Industry In Evolution


Podcasting’s growth is why SiriusXM CEO Jennifer Witz says it is now “a key part” of the satellite radio company’s business. “One of the most important shifts we've witnessed in the audio space is the emergence and evolution of podcasts,” she told advertisers.


But the podcast market is going through its own evolution in 2023. The upfront had half as many presenting companies as a year ago, with the event set against the backdrop of some companies pulling back on their spending and much chatter that the era of “overpaying and over-investing” in content has come to an end. Yet for most of those presenting, podcasting isn’t folly but a core part of what they do.


“We now have a wider variety of podcasts than ever before, each with their own different dedicated audience of highly-engaged fans, and we continue to broaden the scope of the kinds of shows that we’re creating,” said Nick Southall Kelly, VP of Advertising at Sony Music Entertainment.


SME says its podcast downloads grew 70% during the first quarter compared to a year ago. And Kelly said the company that has worked with musicians for decades continues to see spoken-word content as a way to leverage SME’s creator-first mentality.


That focus on “premium” talent led SME to announce that it has signed actor Jesse Tyler Ferguson, best known for his role on “Modern Family,” to host a new interview podcast called Dinner’s On Me.

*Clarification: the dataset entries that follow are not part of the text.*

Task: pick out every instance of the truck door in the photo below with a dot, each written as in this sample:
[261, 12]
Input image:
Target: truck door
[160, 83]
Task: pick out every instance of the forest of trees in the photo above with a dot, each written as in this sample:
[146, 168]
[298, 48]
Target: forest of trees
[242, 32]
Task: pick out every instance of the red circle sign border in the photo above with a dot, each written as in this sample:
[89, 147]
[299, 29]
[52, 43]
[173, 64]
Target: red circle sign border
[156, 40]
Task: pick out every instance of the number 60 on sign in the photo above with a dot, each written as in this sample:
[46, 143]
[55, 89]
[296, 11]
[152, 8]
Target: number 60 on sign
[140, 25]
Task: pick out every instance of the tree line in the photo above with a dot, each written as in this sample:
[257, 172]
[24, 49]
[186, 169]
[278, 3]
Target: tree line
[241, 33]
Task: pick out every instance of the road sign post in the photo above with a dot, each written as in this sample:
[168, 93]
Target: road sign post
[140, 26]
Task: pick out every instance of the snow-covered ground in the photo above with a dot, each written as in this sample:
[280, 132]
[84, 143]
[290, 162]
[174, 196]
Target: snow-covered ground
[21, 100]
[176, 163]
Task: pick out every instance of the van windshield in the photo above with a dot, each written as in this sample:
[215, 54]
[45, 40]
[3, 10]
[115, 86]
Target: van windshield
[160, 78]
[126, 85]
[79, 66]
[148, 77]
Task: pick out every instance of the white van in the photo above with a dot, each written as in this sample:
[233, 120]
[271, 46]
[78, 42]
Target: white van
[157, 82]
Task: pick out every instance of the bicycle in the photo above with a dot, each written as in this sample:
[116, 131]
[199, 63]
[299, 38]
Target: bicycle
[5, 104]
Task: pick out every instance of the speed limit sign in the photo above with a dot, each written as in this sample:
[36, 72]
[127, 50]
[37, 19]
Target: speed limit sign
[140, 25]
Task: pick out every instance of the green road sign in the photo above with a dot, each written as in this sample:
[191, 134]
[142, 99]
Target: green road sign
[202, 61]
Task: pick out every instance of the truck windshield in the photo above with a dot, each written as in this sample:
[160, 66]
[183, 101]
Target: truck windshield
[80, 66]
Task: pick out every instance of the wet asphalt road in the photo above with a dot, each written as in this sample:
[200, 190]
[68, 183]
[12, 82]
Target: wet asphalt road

“Some of the best conversations we have are over meals,” Ferguson said during an appearance. “I love this podcast because I'm able to highlight the restaurants and the chefs that are in charge of these beautiful restaurants that we're going to, but also I get to know these people on a deeper level. It’s less of an interview show, and it’s more of just like a wonderful conversation between two people.” He also insisted the show will be audio-only.


Conversations – the kind you can’t have on television – is what TV talk show host Kelly Ripa told buyers led her to launch her new Let’s Talk Off Camera podcast for Stitcher.


“It's amazing what people will reveal to you when there are no cameras rolling,” Ripa said. “I always dreamed of having a platform where I could have these honest conversations. And a podcast is the perfect medium for that.”